Le Syndicat des Mineurs NUM a octroyé à Mandela en 1980 le titre honorifique de Président à vie de la NUM. Aujourd’hui, elle porte son deuil : « Mandela, qui toute sa vie a consacré et sacrifié sa vie au bien du peuple de l’Afrique du Sud et du monde, nous manquera cruellement en tant que remarquable icône mondiale, de pacificateur et de combattant de la liberté. » Lors de son décès, la NUM a déclaré : « Il nous a inspiré d’un bout à l’autre et a encouragé en de nombreuses occasions les mineurs à prendre l’éducation au sérieux, car il croyait que c’est par cette voie que leurs enfants s’en sortiraient. »
Le Syndicat de Métallurgistes NUMSA a déclaré : « le Président Mandela sera éternellement admiré et adoré par les métallurgistes militants et combattants de notre pays… Le parcours du Président Mandela a touché de nombreux Sud-africains dans leur vie, qu’ils soient jeunes ou vieux, noirs ou blancs, car son existence a illuminé nos aspirations partagées d’une vie de pleine égalité entre les hommes, notion qui est au cœur même de la Charte de la Liberté. Sa contribution exemplaire à notre lutte pour l’émancipation, la liberté, la démocratie et le pouvoir du peuple sera célébrée par de nombreuses générations à venir. »
Le décès de Mandela survient à un moment où il y a davantage que du chagrin dans les sombres nuages qui se sont accumulés dans les cieux sud-africains. Il y a de la division et de la désillusion dans de nombreux milieux et pourtant, le pays reste profondément démocratique. L’héritage de Mandela est aussi celui des millions de Sud-africains qui y ont contribué.
La NUMSA appelle à un renouveau de la lutte en son honneur : « le décès du Président Mandela marque la fin d’une ère politique dans notre quête de la liberté totale. Pour honorer pleinement et fidèlement Mandela et ses Camarades, son décès doit augurer le renouveau de notre lutte intensifiée pour une pleine souveraineté économique et pour une liberté économique totale de la classe ouvrière et des pauvres des campagnes. »
L’avenir est ce vers quoi nous devons tourner notre regard, a dit Frans Baleni, Secrétaire général de la NUM : « A l’heure où nous mettons les drapeaux en berne pour rendre hommage à l’œuvre de ce pilier de la nation, il est temps pour nous Sud-africains de réfléchir à l’héritage qu’il nous laisse et à l’avenir que nous devons forger pour les générations à venir. »
Au moment où IndustriALL rend hommage à ce grand homme et se joint au reste du monde pour porter son deuil, nous offrons à Mandela le mot de la fin. « J’ai parcouru ce long chemin vers la liberté. J’ai essayé de ne pas hésiter; j’ai fait beaucoup de faux pas.
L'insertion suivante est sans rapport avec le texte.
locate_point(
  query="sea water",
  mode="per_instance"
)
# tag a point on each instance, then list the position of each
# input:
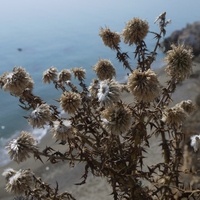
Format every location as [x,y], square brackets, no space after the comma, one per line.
[65,34]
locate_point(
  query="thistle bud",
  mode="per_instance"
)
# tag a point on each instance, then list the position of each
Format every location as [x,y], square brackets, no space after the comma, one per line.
[135,31]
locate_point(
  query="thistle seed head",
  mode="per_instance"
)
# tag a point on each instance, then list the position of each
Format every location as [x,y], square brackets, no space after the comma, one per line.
[144,85]
[187,106]
[70,101]
[40,116]
[79,73]
[104,69]
[135,31]
[108,92]
[49,75]
[110,39]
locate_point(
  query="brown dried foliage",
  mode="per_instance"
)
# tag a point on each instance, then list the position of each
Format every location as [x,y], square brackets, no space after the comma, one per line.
[113,141]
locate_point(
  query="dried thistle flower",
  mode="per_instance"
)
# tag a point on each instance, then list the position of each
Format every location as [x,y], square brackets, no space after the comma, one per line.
[20,148]
[117,118]
[63,130]
[79,73]
[110,39]
[49,75]
[135,31]
[19,182]
[187,106]
[174,116]
[144,85]
[179,62]
[64,75]
[70,101]
[93,88]
[108,92]
[16,81]
[195,142]
[104,69]
[40,116]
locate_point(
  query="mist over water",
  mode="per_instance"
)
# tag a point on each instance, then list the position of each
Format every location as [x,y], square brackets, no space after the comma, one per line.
[39,34]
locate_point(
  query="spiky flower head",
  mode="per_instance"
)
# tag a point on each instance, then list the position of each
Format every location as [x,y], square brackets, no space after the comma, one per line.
[64,75]
[179,62]
[20,148]
[117,118]
[40,116]
[49,75]
[110,39]
[144,85]
[16,81]
[187,106]
[109,92]
[195,142]
[104,69]
[174,116]
[63,130]
[135,31]
[79,73]
[70,101]
[19,182]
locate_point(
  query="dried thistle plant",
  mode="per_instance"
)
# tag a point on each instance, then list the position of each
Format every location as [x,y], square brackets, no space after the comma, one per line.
[100,130]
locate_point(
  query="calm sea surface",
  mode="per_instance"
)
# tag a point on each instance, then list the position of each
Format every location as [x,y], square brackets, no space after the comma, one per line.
[64,34]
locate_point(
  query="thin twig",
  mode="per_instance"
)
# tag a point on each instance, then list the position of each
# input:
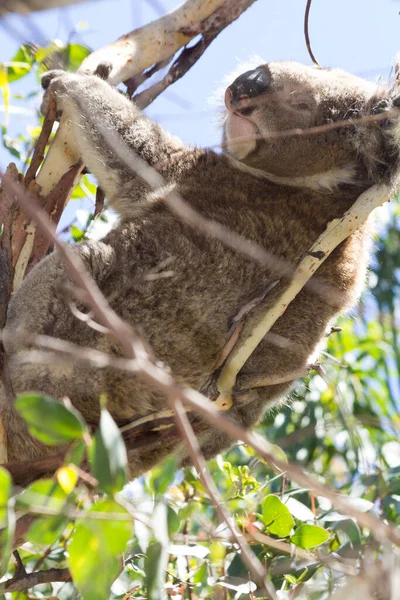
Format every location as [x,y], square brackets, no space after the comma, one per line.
[160,380]
[29,580]
[307,35]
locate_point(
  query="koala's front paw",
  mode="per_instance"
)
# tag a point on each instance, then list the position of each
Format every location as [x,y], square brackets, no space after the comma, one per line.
[46,81]
[48,77]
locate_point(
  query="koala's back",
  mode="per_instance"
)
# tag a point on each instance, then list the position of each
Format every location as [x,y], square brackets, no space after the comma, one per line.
[186,313]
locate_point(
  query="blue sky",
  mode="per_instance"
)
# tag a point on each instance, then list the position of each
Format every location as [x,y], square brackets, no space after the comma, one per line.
[360,36]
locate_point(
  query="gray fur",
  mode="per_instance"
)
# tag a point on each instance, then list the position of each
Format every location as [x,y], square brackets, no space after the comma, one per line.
[186,316]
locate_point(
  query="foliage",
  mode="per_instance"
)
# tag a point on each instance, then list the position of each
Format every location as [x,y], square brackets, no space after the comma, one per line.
[159,536]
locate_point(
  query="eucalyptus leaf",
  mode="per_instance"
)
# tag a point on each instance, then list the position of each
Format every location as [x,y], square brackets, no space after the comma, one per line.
[50,420]
[276,516]
[95,551]
[309,536]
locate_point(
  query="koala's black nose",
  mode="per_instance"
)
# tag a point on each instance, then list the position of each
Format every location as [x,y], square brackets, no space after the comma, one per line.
[250,84]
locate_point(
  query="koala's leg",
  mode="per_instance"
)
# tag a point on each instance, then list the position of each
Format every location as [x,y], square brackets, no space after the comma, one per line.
[110,133]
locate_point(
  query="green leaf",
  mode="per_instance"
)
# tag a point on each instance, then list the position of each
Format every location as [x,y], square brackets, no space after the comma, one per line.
[5,88]
[173,521]
[7,519]
[44,493]
[20,64]
[46,530]
[162,476]
[95,552]
[49,420]
[309,536]
[9,143]
[5,493]
[76,53]
[108,455]
[156,561]
[276,516]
Mais j’ai découvert ce secret : après avoir gravi une haute colline, tout ce qu’on découvre, c’est qu’il reste beaucoup d’autres collines à gravir. Ici, j’ai pris le temps de me reposer, de jeter un coup d’œil sur la vue glorieuse qui m’entoure, de voir le chemin que j’ai parcouru. Toutefois, je ne peux pas me reposer longtemps, parce que la liberté s’accompagne de responsabilités, et je n’ose pas m’attarder, parce que je n’ai pas encore achevé mon long voyage. »
A notre grand héro de la lutte nous disons : repose en paix.